The offer includes contingencies.
A contingency is a clause contained within the offer, and the finalized sale is contingent upon certain criteria that have to be met. Sometimes making an offer on a home is “contingent,” or dependent, on one or more conditions that must be fulfilled before the buyer is willing to proceed with the purchase.
Two common contingencies are:
Financing contingency—If the buyer is taking out a loan, a financing contingency is included in the home offer. The buyer is required to obtain financing within a certain time frame and with a specified interest rate. The bank also does an appraisal on the property (as a part of the mortgage). Because market conditions can change rapidly, a buyer may offer a sales price that is considerably higher than the actual market value in the eyes of the lender. To make sellers feel more comfortable, buyers will sometimes keep the financing (mortgage) contingency, yet waive the appraisal contingency.
Inspection contingency—Buyers include this clause to give themselves an “out” if a significant problem is encountered during the inspection. Alternatively, the buyer may request that the seller repair the problem, or the buyer may choose to accept the property “as is” if the problems discovered during the inspection are insignificant or not costly. Many times a buyer will include a limit of a specific cost, (many choose $20,000, but it's ultimately up to the buyer), before negotiating further.
All offers are shown to a seller.

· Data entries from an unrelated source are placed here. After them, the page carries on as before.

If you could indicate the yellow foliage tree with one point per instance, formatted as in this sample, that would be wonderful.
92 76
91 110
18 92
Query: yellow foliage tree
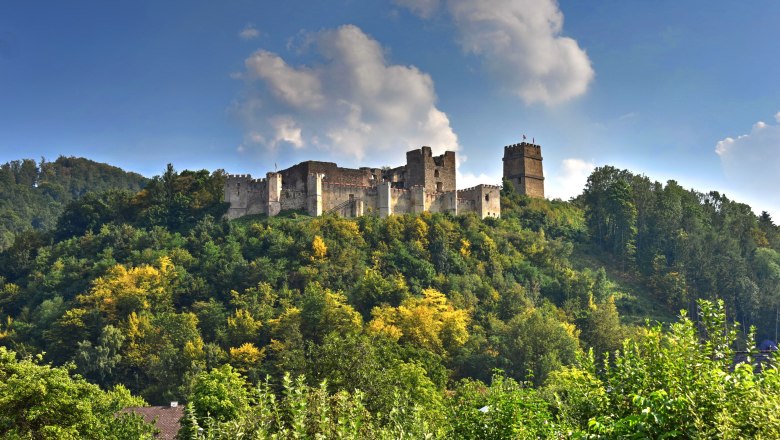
247 358
123 291
430 321
318 248
242 327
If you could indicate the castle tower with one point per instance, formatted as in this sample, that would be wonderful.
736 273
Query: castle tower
434 173
523 168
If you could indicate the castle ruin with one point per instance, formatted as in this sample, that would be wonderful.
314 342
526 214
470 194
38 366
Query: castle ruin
425 183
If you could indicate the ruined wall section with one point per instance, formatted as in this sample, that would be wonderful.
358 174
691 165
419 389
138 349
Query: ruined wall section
348 200
246 195
446 202
293 200
484 200
425 184
296 177
523 168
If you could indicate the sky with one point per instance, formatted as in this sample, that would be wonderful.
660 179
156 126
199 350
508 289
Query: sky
669 89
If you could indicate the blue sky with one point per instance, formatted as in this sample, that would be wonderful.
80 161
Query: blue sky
675 90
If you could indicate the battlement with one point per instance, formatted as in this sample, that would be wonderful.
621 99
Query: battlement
426 183
526 149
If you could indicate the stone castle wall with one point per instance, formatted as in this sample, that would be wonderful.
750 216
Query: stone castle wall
523 168
425 183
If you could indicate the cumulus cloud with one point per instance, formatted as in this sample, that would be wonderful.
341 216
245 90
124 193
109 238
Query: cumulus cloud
569 180
422 8
249 32
750 161
352 102
521 43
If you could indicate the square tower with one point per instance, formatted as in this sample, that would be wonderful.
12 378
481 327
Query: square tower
435 174
523 168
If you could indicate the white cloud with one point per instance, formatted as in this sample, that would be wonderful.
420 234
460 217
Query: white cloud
285 130
249 32
300 88
422 8
750 162
521 44
351 102
569 180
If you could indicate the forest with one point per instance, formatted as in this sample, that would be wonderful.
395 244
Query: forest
617 314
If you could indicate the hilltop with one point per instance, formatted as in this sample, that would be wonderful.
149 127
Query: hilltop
153 289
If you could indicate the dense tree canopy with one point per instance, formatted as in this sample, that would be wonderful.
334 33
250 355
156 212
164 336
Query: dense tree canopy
405 326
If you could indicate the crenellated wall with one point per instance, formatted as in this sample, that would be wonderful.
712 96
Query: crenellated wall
523 168
425 184
484 200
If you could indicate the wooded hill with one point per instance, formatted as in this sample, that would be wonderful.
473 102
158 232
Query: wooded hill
404 326
33 194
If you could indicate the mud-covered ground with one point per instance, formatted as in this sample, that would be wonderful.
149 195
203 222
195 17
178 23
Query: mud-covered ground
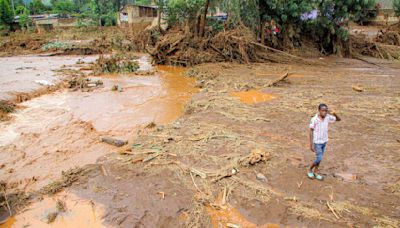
236 157
242 162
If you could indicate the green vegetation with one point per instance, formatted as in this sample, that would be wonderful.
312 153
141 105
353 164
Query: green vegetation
24 20
327 23
396 7
6 14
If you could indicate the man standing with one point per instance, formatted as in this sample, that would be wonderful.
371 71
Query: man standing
319 137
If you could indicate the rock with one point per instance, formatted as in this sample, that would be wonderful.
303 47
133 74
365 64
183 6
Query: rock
261 177
114 142
348 177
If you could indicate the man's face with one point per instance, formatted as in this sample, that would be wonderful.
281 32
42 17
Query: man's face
323 111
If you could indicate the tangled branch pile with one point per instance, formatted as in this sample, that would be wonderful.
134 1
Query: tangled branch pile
390 36
363 46
118 63
239 45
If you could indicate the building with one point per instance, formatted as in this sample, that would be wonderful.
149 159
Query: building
386 13
46 22
132 14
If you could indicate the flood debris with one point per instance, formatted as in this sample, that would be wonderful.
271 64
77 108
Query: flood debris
256 155
117 63
261 177
6 107
84 84
12 200
51 217
114 141
61 206
348 177
237 45
117 88
278 80
67 179
357 88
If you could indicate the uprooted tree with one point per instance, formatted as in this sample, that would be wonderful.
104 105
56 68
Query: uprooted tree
323 21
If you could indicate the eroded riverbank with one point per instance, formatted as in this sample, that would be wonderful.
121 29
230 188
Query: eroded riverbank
228 160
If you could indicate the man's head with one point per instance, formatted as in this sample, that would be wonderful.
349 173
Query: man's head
323 110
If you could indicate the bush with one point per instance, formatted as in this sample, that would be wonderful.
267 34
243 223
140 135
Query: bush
396 7
119 63
57 45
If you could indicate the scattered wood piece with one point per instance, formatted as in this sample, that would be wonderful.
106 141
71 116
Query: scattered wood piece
198 173
151 157
276 81
114 142
224 194
299 184
228 173
194 183
231 225
332 210
136 160
291 198
162 194
357 88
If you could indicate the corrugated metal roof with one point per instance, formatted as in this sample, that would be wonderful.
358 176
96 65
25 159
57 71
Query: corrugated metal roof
386 4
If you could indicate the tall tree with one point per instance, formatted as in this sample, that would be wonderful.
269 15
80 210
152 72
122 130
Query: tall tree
204 18
6 14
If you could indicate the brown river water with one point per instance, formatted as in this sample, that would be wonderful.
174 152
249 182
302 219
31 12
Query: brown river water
62 130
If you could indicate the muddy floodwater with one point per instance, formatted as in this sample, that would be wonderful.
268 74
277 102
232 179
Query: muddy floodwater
28 73
62 130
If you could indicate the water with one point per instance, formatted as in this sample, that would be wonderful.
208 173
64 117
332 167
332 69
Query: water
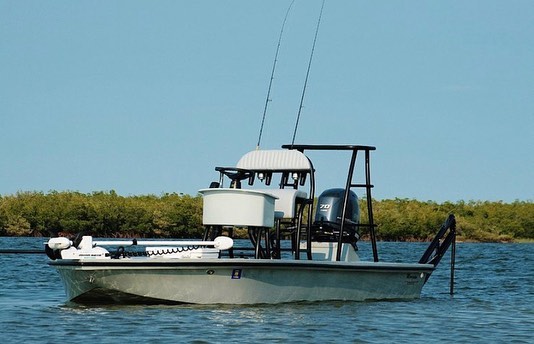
494 303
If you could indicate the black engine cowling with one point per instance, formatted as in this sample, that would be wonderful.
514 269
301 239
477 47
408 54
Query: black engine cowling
327 222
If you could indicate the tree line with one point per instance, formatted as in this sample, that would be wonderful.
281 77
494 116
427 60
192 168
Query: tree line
107 214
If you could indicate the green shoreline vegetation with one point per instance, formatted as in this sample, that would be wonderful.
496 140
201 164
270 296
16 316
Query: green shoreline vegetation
107 214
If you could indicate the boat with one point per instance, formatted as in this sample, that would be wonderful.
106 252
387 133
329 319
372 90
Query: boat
299 248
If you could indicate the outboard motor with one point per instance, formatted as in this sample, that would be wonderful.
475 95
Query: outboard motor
327 223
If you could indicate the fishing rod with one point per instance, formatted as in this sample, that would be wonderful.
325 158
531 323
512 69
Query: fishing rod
267 100
307 74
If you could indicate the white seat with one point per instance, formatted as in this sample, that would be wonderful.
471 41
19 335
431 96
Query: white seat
275 160
285 205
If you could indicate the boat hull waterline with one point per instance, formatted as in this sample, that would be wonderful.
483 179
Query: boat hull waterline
238 281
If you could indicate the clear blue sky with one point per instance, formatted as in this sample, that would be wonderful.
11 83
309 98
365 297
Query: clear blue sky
146 97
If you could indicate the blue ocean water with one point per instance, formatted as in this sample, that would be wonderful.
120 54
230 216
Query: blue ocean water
493 303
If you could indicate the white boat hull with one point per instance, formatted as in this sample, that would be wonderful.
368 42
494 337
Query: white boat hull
237 281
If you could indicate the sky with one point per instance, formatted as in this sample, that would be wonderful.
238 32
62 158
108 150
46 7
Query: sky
148 97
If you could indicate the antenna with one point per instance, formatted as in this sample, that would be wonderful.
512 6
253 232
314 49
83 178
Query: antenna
307 74
267 100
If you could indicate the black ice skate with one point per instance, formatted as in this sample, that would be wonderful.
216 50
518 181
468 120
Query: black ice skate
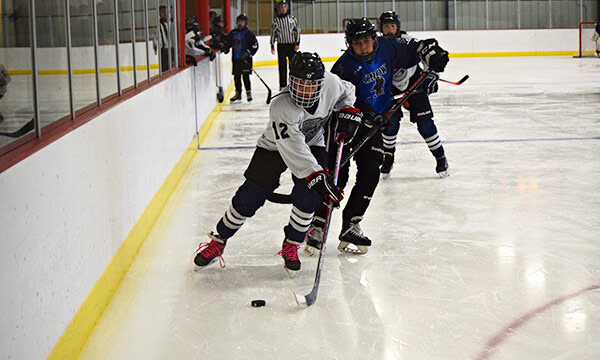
388 164
207 253
314 238
442 167
289 253
236 98
352 239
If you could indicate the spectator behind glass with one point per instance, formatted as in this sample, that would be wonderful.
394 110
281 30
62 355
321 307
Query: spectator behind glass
161 39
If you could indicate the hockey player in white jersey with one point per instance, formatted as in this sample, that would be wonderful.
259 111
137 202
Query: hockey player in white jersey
418 104
294 139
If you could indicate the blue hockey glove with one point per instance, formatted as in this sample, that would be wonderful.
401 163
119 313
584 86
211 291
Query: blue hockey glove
372 118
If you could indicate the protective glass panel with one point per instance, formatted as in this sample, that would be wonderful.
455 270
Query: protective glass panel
84 67
16 80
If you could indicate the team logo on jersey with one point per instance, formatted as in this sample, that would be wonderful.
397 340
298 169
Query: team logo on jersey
378 78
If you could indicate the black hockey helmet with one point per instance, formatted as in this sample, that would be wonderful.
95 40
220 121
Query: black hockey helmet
242 17
281 4
307 74
357 29
389 17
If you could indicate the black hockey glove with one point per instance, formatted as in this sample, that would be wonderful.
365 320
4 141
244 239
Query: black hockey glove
432 55
246 55
430 83
348 120
320 182
372 118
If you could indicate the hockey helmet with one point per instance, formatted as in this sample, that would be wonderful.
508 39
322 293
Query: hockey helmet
242 17
283 4
389 17
357 29
307 74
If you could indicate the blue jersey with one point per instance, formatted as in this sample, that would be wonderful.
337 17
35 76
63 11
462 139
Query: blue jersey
373 80
240 41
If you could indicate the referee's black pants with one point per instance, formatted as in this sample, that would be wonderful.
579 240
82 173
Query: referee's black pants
284 52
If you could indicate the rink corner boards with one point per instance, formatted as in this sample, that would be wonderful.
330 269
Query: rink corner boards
74 338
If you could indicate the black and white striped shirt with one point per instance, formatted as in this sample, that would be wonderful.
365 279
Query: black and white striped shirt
285 30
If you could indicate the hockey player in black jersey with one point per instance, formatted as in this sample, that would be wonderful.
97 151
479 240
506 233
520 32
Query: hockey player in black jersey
294 139
369 63
417 104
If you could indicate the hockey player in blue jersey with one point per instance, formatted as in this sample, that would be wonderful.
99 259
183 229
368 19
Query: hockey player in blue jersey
244 45
369 63
417 104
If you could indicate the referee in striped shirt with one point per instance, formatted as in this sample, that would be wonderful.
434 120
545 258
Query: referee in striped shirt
286 32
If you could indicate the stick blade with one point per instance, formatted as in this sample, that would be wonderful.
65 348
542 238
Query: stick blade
301 300
463 79
269 97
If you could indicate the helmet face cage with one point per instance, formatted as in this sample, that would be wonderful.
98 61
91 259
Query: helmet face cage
242 17
390 17
305 93
358 29
307 74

The seller reads them and responds.
A seller usually responds to the offer with one of three ways: The offer may be accepted as is, rejected in its entirety, or the seller may submit a counter-offer. For example, the seller may accept a financing contingency, but may propose that the buyer secure financing at an earlier date. Again, depending on the number of offers that a seller has, the buyer may have to jump through hoops and waive some of these contingencies just to stay in the game.
An accepted, signed offer is a legally binding document.
Because of the legal impacts of a signed offer, buyers need to hire an attorney as soon as they receive the accepted offer signed by the seller. Then the process moves forward, to the Purchase & Sale (more on that in the next blog).